# Will quilling permanently affect his personality?



## spastic_jedi (Nov 11, 2009)

So, now I have a rough Idea how old Hiccup is because he has been quilling lately. It must be his adult quilling... I've made sure it's not mites *which I was worried at first it was* and I've seen a few new quills growing in on his back.
I've noticed the grumpy new personality he has since he's been quilling , understandably so since it's probably uncomfortable for him.
What I want to know is can quilling change a hedgie's personality permanently? Hiccup was very sweet and loving when I first got him and not that I will love him any less if he grows up to be more like his moody big brother Moose. I just want to know if this is something that will change him permanently or not? What are your experiences with quilling hogs and personality changes? 
I'll still cuddle him to death even if he decides to become a big ball of popping anger... It'd just be nice to know my sweet little boy that gives me kisses is still in there


----------



## susanaproenca (Aug 14, 2010)

I'll answer your question with my personal experience with quilling. We got Col. Mustard when she was turning 1 year old. Her former "family" just didn't take good care of her at all, and she wasn't handled too much either (her ex-owner is a 8 years old kid...)

After about a huffy first week with us, she started showing the most loving personality. A huge cuddle bug, very sweet. A couple of weeks later, she started going through her 1 year old quilling, and became a ball of mean spikes. 

Once the quilling was done, she went back to her sweet self, and she gets friendlier every day, so I'd say that as long as you keep loving him and handling him (being gentle not to bother him too much ) he should go back to being the loving hedgehog "pre-quilling."


----------



## PJM (May 7, 2010)

Our Zoey was about 1 1/2 years old when we first got her. She was also a huffing ball of spikes. Way past the quilling phase. But, after spending considerable time & energy on her, she is very much a changed hedgie. 

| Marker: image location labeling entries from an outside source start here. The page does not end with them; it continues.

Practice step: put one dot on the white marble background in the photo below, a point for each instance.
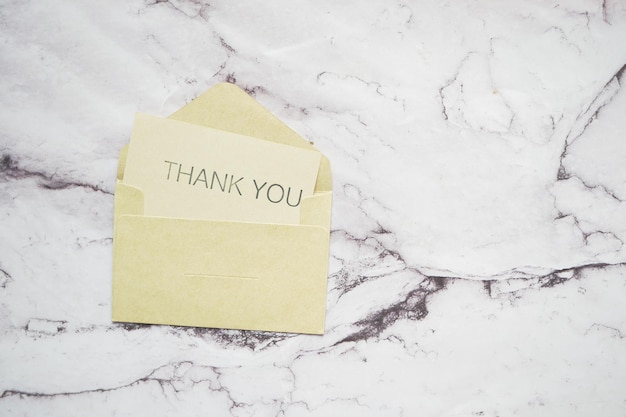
(478, 264)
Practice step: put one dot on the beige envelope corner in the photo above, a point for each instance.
(223, 274)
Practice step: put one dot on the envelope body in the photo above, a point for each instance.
(207, 273)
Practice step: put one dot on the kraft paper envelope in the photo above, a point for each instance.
(236, 275)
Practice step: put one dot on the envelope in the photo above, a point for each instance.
(235, 275)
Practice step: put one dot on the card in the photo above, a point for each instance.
(196, 172)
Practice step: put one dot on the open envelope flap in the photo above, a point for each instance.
(220, 274)
(228, 107)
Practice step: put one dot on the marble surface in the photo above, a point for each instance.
(477, 261)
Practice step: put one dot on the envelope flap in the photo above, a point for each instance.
(227, 107)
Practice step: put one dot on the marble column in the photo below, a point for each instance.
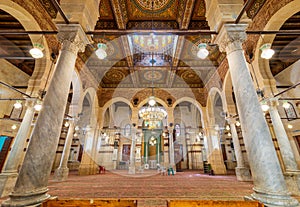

I am a believer. People can change. Hedgies can change.


----------



## spastic_jedi (Nov 11, 2009)

I hope he goes back to normal lol though it wouldn't bother me if he turned out just like Moose haha


----------



## Nancy (Aug 22, 2008)

Yes, their personalities can change permanently with quilling. It doesn't happen often but it does happen. I've had a couple who were absolute dolls and quilled into total antisocial, do not touch me ever, hedgehogs.


----------



## RalphsMum (Oct 14, 2010)

hmmmmm...that was a good question spastic_jedi. I wondered the same about Ralph. He has become way more huffy and anti-social since his quilling. We still interact with him in exactly the same way as before so hopefully over time he'll relax.


----------



## spastic_jedi (Nov 11, 2009)

Basically, I'm looking at it like he is going through puberty :lol: 
He'll be a moody teenager for a while and either grow out of it and go back to his sweet self or let it turn him into a grouchy bum. 

Thanks for the heads up Nancy, I'm glad to hear it is possible so I can at least be prepared for the off chance of him to not changing back.


----------



## Nancy (Aug 22, 2008)

When my Peaches (RIP) went through quilling and puberty she was absolutely HORRIBLE. She went from a sweet little doll to a huffing popping grump. I asked her almost daily why I ever thought I wanted her. :lol: She was probably the worst I've seen. Once it was over, she was back to her sweet little self. 

Keep up gentle handling, treats and acting normal. They do come back around most of the time.


----------



## RalphsMum (Oct 14, 2010)

Puberty....now you mention it...

My partner's 16 year old son.....
- stays in his room all the time, only comes out later at night or stays awake until some idiotic time in the early morning...
- has the ability to make any clean and tidy room look like a war zone in less than 5 minutes...
- rarely speaks and mumbles and grumbles alot
- can be terribly moody and huffy.
- is sociable one day and not the next
- picky eater, likes something one minute and not the next
- snacks alot and likes treats
- sometimes smells like he has died....
- spends time with his friends "wheeling" - sorry...."long-boarding"

He's a decent kid an' all but I will not chop his food into small pieces, bathe his feet or clean his bathroom (he's on his own with that one...not sure where to buy hazmat suits...)...

so yeah....puberty, can totally see that one lol!


----------



## spastic_jedi (Nov 11, 2009)

:lol: !


----------